Mack turned more fully to face his brother, his glowing, light blue eyes shining out from under his hat.
This was the classic-old-West-cowboy-meets-GQ-model look that always got the girls in town all hot and bothered.
Ian had spent a lifetime watching his brother duck and run from almost all of them.
It was a damn shame, as far as he was concerned, that his brother was not only damn ornery but way too picky to boot.
None of the girls in Baker City had measured up so far, and he’d pretty much run out of candidates.
Even Hannah Pierce who’d been circling his brother’s ankles and making herself a complete nuisance since junior high wasn’t really in the running, much as she might like to think she was.
“Old and tired traditions?”
Mack scowled.
“Come on, Ian, that’s not fair.
Those traditions put you through school, not to mention set you up to get married to Ginny in style, just like she always wanted.”
He faced the beautiful view again and adjusted his seat in the saddle, the leather creaking as it moved.
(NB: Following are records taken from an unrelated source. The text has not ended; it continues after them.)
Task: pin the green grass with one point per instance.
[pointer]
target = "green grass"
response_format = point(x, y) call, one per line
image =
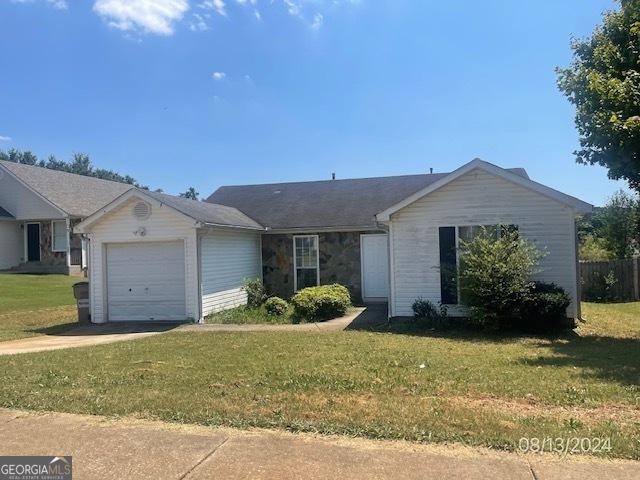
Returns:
point(392, 383)
point(249, 315)
point(35, 304)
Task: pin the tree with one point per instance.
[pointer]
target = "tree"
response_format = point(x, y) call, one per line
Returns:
point(495, 275)
point(603, 83)
point(191, 194)
point(619, 220)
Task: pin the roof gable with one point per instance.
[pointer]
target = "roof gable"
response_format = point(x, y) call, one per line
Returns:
point(578, 205)
point(336, 204)
point(203, 213)
point(76, 195)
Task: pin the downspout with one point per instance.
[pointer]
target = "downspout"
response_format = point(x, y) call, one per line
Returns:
point(67, 222)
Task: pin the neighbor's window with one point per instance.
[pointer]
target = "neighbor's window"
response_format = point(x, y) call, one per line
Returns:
point(306, 263)
point(59, 236)
point(449, 261)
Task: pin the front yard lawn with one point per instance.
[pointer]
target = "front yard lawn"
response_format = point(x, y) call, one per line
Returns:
point(33, 304)
point(464, 387)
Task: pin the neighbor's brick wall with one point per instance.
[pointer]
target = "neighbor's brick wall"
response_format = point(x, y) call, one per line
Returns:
point(339, 262)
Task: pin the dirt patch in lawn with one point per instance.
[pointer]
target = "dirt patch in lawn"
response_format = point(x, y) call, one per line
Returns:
point(624, 414)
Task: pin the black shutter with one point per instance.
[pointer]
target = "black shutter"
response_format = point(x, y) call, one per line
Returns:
point(448, 266)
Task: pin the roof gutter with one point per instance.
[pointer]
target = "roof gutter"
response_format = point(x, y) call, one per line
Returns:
point(221, 225)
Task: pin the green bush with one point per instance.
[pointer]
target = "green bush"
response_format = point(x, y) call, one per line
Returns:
point(544, 308)
point(256, 294)
point(276, 306)
point(321, 303)
point(425, 312)
point(495, 277)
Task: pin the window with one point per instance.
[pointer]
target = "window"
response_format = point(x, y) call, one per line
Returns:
point(59, 236)
point(306, 265)
point(449, 262)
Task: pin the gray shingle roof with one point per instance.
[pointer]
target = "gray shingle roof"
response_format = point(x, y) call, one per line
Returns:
point(324, 204)
point(5, 214)
point(206, 212)
point(77, 195)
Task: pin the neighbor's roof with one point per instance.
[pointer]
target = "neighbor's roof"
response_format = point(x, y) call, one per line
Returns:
point(5, 214)
point(325, 204)
point(77, 195)
point(204, 212)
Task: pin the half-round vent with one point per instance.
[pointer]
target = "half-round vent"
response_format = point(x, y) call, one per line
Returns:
point(142, 210)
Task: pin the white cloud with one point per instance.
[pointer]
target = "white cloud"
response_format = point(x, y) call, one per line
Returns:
point(57, 4)
point(198, 23)
point(150, 16)
point(217, 5)
point(318, 20)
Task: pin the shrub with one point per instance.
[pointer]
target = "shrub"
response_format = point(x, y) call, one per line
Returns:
point(256, 294)
point(544, 308)
point(276, 306)
point(427, 313)
point(601, 288)
point(494, 276)
point(321, 303)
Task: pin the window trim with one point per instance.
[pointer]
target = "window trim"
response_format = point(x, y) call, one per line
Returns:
point(295, 263)
point(53, 236)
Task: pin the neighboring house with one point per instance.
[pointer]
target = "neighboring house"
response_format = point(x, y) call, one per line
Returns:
point(158, 257)
point(38, 209)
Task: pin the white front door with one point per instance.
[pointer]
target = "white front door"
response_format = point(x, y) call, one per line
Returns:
point(145, 281)
point(375, 266)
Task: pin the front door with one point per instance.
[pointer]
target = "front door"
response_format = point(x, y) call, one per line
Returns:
point(375, 267)
point(33, 242)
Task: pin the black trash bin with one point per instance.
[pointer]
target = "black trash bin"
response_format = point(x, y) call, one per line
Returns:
point(81, 293)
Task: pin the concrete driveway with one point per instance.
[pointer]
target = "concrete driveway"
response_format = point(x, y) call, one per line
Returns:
point(88, 335)
point(103, 448)
point(84, 336)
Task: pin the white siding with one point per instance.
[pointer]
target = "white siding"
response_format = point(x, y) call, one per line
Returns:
point(165, 224)
point(227, 258)
point(11, 244)
point(477, 198)
point(23, 203)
Reaching down to gather up his reins in his gloved hand, he began whistling again, doing a unique rendition of the song
I’m Movin’ On
by Rascal Flatts.
Ian knew the tune well.
Their mother had been playing it everyday at home, wallowing in the sadness of losing her younger boy to the big city.
Ian shook his head.
Portland, Oregon was as small-town as a big city could possibly be, but his whole family was acting like he was going to the Big Apple never to be seen again.
He and his soon-to-be wife Ginny had already promised to visit on every major holiday and two weeks during Christmas, but it hadn’t done anything to ease his mother’s suffering.
All she could talk about was the grandchild who didn’t exist yet that she’d almost never see.
“I bought you a ticket today,” said Ian.
“I came to tell you so you can pack and get in the shower before we leave for Boise.
Plane takes off at four so we have to be there by three, no later.”
“I told you, I’m not goin’.
Gotta get the herd moved before next week.”
“Boog already said he’d do it, and he owes you anyway, so just let him.
And I need you, besides.
You can take a break for once.
You haven’t had a vacation in ten years.”
Mack urged his horse forward with a squeeze of his legs and a clicking sound inside his cheek.
“You need me?
In Vegas?
Vacation?
Yeah right, that’ll be the day.”
The horse moved past the tree and along a grassy area below a tall hill - a mere bump compared to the mountains in the distance.